19 Autohäuser in vier Bundesländern

Das Autohaus, das jeder kennt:  Glinicke gibt es seit 85 Jahren

Kassel. Heute vor 85 Jahren gründete Hans Glinicke in Kassel ein Autohaus, das fast jeder in der Region kennt. Aus dem kleinen Betrieb mit einst sechs Mitarbeitern ist ein Unternehmen mit 1120 Mitarbeitern geworden.

Die Glinicke-Gruppe, die im Vorjahr rund 450 Millionen Euro Umsatz erzielte, zählt mit 19 Autohäusern in Hessen, Thüringen, Nordrhein-Westfalen und Niedersachsen zu den größten inhabergeführten Autohändlern in Deutschland. 2014 wurden 11 100 Neu- sowie 10.800 Gebrauchtwagen und in den Werkstätten 253.000 Servicestunden verkauft.

Neueste Errungenschaft ist die Niederlassung in Göttingen, wo das Unternehmen mit den Marken Jaguar und Land-Rover handeln will. VW, Audi, Skoda, Seat, Rover, Peugeot, Porsche und Hyundai sorgen für eine breite Markenvielfalt.

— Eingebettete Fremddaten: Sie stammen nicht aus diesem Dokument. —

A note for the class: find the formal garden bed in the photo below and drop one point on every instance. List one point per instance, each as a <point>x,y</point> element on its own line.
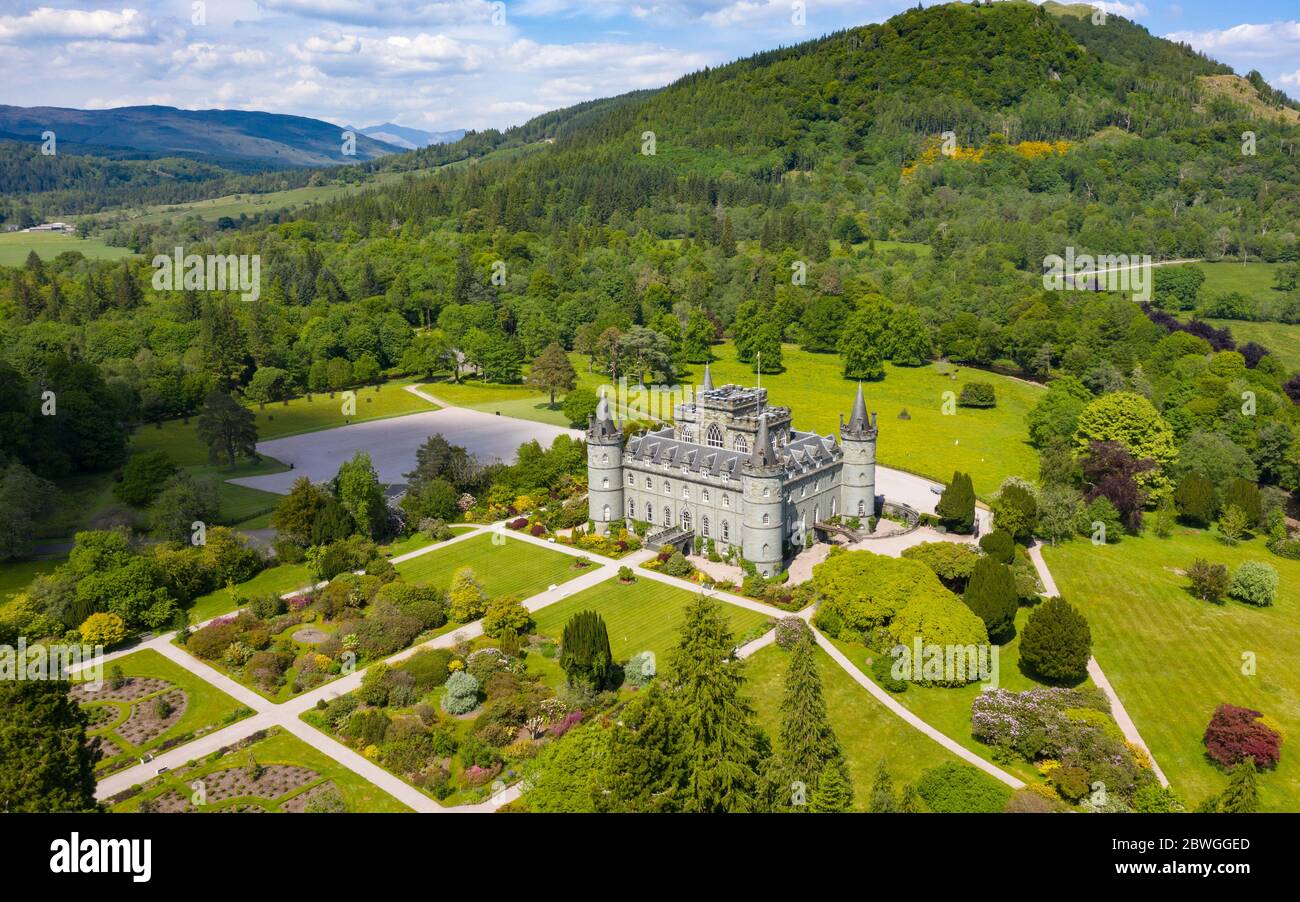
<point>147,705</point>
<point>269,771</point>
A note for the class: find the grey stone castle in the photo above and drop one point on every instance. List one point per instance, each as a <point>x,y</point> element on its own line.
<point>732,469</point>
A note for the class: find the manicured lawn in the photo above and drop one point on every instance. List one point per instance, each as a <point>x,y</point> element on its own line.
<point>515,568</point>
<point>989,445</point>
<point>867,732</point>
<point>14,575</point>
<point>277,580</point>
<point>16,246</point>
<point>207,707</point>
<point>1173,658</point>
<point>278,747</point>
<point>949,708</point>
<point>642,616</point>
<point>516,400</point>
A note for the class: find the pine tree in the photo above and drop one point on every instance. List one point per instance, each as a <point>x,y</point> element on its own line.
<point>991,594</point>
<point>1242,794</point>
<point>882,792</point>
<point>807,744</point>
<point>585,650</point>
<point>722,744</point>
<point>832,793</point>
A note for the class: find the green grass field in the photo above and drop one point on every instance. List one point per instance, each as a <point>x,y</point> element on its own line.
<point>1174,658</point>
<point>207,707</point>
<point>515,568</point>
<point>867,731</point>
<point>1253,280</point>
<point>516,400</point>
<point>277,580</point>
<point>280,747</point>
<point>989,445</point>
<point>14,247</point>
<point>642,616</point>
<point>1281,338</point>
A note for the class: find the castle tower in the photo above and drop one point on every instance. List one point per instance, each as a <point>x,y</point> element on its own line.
<point>603,468</point>
<point>858,472</point>
<point>763,528</point>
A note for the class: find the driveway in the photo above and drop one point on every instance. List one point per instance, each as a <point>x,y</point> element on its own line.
<point>391,445</point>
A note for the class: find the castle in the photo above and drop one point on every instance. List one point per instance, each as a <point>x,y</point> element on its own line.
<point>732,469</point>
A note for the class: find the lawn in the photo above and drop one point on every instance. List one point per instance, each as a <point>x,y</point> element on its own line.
<point>516,400</point>
<point>278,747</point>
<point>278,580</point>
<point>642,616</point>
<point>16,246</point>
<point>1281,338</point>
<point>515,568</point>
<point>989,445</point>
<point>207,708</point>
<point>1173,658</point>
<point>867,731</point>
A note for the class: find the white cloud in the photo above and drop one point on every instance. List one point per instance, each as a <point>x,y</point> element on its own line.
<point>46,24</point>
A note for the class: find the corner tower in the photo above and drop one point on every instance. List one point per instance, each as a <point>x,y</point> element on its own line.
<point>858,472</point>
<point>763,527</point>
<point>603,468</point>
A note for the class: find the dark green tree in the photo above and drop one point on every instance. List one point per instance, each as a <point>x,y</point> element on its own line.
<point>44,762</point>
<point>228,428</point>
<point>991,594</point>
<point>956,506</point>
<point>585,654</point>
<point>723,750</point>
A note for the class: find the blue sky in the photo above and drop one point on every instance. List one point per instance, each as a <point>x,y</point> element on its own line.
<point>446,64</point>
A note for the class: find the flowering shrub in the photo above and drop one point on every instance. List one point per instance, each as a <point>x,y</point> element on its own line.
<point>1236,733</point>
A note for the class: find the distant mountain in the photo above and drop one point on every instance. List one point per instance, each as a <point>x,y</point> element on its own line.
<point>232,138</point>
<point>411,139</point>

85 Jahre Glinicke in Kassel

VW-Käfer auf der Hebebühne: Das Foto enstand im Jahr 1953 im wiederaufgebauten Betrieb an der Frankfurter Straße 217. © Glinicke
Ein autobegeistertes Ehepaar: Gründer Hans Glinicke mit seiner Frau Dolores in den 1930er Jahren in einem Hanomag Sturm. Hanomag hatte in Hannover nicht nur Traktoren, sondern in den Jahren 1924 bis 1951 auch etwa 100 000 Personenwagen gebaut. © Glinicke
Mit VW groß geworden: Eine Betriebsfeier des Autohauses im Jahr 1957. Links am Mikrofon Peter Glinicke, der im September 1957 als Geschäftsführer an die Seite seines Vaters getreten war © Glinicke
Farbfoto-Erinnerung: Im August 1976 wird an der Leipziger Straße 156 in Bettenhausen das neue Autohaus Hessenkassel eröffnet. Seit jenem Jahr ist die Glinicke Gruppe auch Vertriebspartner für Fahrzeuge der Marke Audi. © Glinicke
Der Chef kümmert sich um die Autos: Unternehmensgründer Hans Glinicke im Jahr 1953. Hans Glinicke starb am 30. April 1968. © Glinicke
Damals ein Festakt: Herren in Anzügen umringen einen prächtig geschmückten VW Käfer – das Bild zeigt eine Neuwagenauslieferung vor dem Autohaus am Königstor im Jahr 1959. © Glinicke
Neuer VW Käfer auf historischem Areal: Den 1679 erbauten Messinghof an der Leipziger Straße 291 – das älteste Industriedenkmal Hessens – haben die Unternehmer Peter und Florian Glinicke 2012 gekauft. 4,5 Millionen Euro sollen investiert werden, um das Denkmal zu erhalten und künftig dort Oldtimer zu präsentieren und zu verkaufen. © HNA/Fischer

„Unser größtes Betätigungsfeld ist der Osten“, sagt Peter Glinicke (82), der seit 58 Jahren an der Spitze des Unternehmens steht. Schon kurz nach der Öffnung der deutsch-deutschen Grenze hatte er begonnen, Autohäuser in Thüringen aufzubauen. In Bad Langensalza, Erfurt, Weimar und Jena ist Glinicke heute vertreten. Aktuelles Projekt ist der Ausbau des ehemaligen Autohauses Struckhoff in Baunatal zu einem großen Betrieb mit bis zu 40 Arbeitsplätzen.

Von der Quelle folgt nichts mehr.